I take issue with the assertion in your editorial ("TSU's shrine visit was honorable,"April 6, page 8) that "any country in the world, particularly China, has no right whatsoever to criticize the TSU's actions."
Of course the Taiwanese should be able to honor their war dead. However, it is absolutely not necessary to go to a controversial shrine used by the extreme Japanese nationalists as a rallying place in order to honor Taiwan's fallen World War II soldiers. While such a visit may accomplish its likely intended goal of angering people in China, it discounts the strong feelings of other Asian victims of Japanese militarism about such visits. It also ignores the strong feelings of most Americans about war criminals enshrined at the Yasukuni Shrine. It is a place, after all, where fanatical Japanese revisionists display paintings and sell postcards showing American soldiers being decapitated by gleeful sword-wielding Japanese.
While the TSU may have "succeeded" in annoying Beijing, a pilgrimage to Yasukuni Shrine simply does too much collateral damage to Taiwan's closest friends. These Asian neighbors who suffered under the Japanese during World War II are a strong economic and moral force for the prevention and alleviation of needless cross-straits tensions, while someday the Americans may be called upon to fight and die to protect Taiwan.
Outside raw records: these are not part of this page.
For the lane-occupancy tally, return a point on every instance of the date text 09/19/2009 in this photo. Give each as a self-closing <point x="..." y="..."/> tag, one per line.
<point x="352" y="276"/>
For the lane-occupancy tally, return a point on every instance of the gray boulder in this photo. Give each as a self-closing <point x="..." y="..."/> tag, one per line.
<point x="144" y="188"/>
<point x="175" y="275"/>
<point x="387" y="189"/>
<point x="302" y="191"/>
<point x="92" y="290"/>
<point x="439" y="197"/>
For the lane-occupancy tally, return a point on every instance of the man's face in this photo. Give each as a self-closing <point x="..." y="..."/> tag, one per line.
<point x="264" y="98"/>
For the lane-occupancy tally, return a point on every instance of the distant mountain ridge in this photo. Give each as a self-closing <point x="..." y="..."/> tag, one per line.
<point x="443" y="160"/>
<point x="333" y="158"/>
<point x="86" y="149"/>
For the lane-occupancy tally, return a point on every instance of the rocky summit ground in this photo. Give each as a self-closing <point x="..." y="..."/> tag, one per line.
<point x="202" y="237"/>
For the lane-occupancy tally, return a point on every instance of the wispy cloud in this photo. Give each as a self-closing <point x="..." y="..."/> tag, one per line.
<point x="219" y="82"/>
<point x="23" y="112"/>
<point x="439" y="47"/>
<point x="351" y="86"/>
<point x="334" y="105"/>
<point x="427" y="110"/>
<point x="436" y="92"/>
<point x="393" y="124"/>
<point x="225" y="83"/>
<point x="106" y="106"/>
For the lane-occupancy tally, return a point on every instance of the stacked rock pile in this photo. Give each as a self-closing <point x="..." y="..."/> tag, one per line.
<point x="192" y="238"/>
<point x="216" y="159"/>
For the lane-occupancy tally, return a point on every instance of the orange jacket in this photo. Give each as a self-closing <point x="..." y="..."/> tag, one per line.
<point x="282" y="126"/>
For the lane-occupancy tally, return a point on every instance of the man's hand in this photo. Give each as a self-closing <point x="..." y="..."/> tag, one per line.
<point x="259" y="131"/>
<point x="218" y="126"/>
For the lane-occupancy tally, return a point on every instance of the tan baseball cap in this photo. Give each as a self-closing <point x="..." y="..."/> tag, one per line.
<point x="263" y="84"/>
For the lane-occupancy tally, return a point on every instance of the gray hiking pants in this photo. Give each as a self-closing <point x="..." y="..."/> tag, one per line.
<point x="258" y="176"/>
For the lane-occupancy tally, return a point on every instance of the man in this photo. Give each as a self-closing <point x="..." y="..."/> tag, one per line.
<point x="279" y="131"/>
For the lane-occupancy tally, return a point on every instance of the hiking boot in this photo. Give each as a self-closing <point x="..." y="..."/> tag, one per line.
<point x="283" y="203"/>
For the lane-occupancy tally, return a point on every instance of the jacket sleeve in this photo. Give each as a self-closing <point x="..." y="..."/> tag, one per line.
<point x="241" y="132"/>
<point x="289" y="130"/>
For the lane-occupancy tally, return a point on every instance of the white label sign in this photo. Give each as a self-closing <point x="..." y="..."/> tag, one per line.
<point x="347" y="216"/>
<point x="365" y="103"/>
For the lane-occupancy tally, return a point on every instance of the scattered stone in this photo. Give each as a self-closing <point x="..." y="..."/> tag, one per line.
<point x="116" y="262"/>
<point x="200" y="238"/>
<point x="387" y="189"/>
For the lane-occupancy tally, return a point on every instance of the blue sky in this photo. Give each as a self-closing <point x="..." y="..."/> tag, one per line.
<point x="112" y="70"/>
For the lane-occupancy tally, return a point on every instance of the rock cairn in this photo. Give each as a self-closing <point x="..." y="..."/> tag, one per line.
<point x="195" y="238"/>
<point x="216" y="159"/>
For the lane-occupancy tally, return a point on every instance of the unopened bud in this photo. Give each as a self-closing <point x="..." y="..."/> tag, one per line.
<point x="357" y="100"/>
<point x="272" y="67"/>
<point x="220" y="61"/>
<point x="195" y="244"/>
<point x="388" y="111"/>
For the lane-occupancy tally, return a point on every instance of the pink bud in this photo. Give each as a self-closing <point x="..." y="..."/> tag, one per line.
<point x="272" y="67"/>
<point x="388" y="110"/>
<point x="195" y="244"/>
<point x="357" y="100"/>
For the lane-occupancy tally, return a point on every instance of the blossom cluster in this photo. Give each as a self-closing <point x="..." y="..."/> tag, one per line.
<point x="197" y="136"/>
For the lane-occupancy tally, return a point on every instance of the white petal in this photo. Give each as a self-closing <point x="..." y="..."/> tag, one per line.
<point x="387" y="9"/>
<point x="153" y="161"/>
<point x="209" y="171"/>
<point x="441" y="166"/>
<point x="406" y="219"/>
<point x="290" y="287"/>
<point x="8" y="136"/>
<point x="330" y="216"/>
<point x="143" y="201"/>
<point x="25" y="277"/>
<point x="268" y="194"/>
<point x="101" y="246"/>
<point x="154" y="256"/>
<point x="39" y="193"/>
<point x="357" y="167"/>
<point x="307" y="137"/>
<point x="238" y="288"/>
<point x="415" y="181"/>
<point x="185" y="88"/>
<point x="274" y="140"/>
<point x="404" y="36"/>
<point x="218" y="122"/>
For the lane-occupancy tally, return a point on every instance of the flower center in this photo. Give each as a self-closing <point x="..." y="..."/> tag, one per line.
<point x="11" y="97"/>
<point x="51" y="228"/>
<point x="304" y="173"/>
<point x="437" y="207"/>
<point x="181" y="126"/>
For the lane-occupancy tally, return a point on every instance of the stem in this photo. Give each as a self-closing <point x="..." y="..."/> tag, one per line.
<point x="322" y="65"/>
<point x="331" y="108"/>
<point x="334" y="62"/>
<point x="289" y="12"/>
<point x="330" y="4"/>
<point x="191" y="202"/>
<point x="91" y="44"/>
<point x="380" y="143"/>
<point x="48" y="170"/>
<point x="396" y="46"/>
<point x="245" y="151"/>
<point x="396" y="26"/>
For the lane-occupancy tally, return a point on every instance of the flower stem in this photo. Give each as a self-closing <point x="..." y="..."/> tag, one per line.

Home is where the heart is, and the best way to honor the fallen Taiwanese soldiers of World War II is to do so at their home, in Taiwan. These Taiwanese died tragically on behalf of a foreign nation, but at least let their spirits be honored in ways familiar to their true homeland. I do hope that a local memorial worthy of their sacrifice can someday be built so that this sort of insensitivity to Taiwan's best allies is not repeated.